Monday, September 19, 2011

Valencia St. Muscle

Let me tell you about Valencia St. Muscle. The carpet is threadbare and stained. The restrooms have the smell of a bus station. Almost all of the equipment is battered and bruised. There are mirrors everywhere, many with cracks. They have those god awful hexagonal shaped plates that shift about when you set them down when deadlifting.

It's rarely busy, but when it is you will find an amazing cross section of mutants. Lifting gloves are the norm. Personal trainers seem to be fond of every kind of program except those that include the basic compound lifts. Grossly out of shape men flex in front of the mirrors, clearly feeling the pump of their tri-cep pulldowns.
I love this place.

It's basically Average Joe's Gym from the movie Dodgeball.


There are three squat racks, and they are almost never occupied by anyone. I have never seen more than 10 people here at a time and they are almost always chained to the cardio equipment.

No one says anything to you or comments about what you're doing.

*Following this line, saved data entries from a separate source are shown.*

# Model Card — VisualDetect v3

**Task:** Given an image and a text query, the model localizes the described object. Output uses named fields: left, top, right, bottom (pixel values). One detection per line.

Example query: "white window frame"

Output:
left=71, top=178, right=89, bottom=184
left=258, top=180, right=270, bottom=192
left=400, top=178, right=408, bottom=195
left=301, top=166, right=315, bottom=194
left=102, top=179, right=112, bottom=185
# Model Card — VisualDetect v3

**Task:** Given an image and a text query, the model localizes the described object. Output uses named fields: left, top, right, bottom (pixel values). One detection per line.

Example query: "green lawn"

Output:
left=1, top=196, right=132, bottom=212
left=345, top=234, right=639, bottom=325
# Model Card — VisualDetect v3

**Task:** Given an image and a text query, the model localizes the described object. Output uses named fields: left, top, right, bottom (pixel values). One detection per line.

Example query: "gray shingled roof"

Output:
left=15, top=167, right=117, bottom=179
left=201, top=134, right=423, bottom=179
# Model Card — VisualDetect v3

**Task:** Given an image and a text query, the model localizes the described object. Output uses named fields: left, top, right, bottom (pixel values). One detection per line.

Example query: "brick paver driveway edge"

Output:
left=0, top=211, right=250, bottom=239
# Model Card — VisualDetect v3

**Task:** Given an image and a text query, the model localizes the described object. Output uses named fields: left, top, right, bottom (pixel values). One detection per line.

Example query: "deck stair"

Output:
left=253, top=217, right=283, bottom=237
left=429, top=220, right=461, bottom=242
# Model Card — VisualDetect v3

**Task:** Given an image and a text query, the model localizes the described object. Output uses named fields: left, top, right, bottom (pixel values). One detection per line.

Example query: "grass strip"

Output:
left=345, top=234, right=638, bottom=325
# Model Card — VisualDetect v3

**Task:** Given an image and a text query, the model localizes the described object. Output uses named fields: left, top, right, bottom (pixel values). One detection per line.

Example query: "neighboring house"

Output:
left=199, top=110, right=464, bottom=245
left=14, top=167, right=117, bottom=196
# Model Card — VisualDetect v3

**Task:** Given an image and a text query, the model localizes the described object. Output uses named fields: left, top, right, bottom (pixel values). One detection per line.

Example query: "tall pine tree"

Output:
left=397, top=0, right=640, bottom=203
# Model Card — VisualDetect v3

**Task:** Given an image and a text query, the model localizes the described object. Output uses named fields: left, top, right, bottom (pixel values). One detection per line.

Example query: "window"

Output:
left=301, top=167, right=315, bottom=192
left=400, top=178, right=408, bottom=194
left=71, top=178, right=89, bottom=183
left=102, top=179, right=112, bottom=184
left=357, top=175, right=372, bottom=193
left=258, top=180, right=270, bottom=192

There are no clowns running around doing Mens-Fitness-Magazine-Crossfit-Rip-Off-exercises.

Planet Granite and Mission Cliffs are both filled with douche bag climbers that feel it is their duty to inform you that squatting deep will ruin your knees and that you really should be lifting in Vibrams, one footed while standing on a Bosu ball (not kidding). The crime is that Planet Granite actually has a pretty good set up (with the notable exception of a power rack). Mission Cliffs is a pit.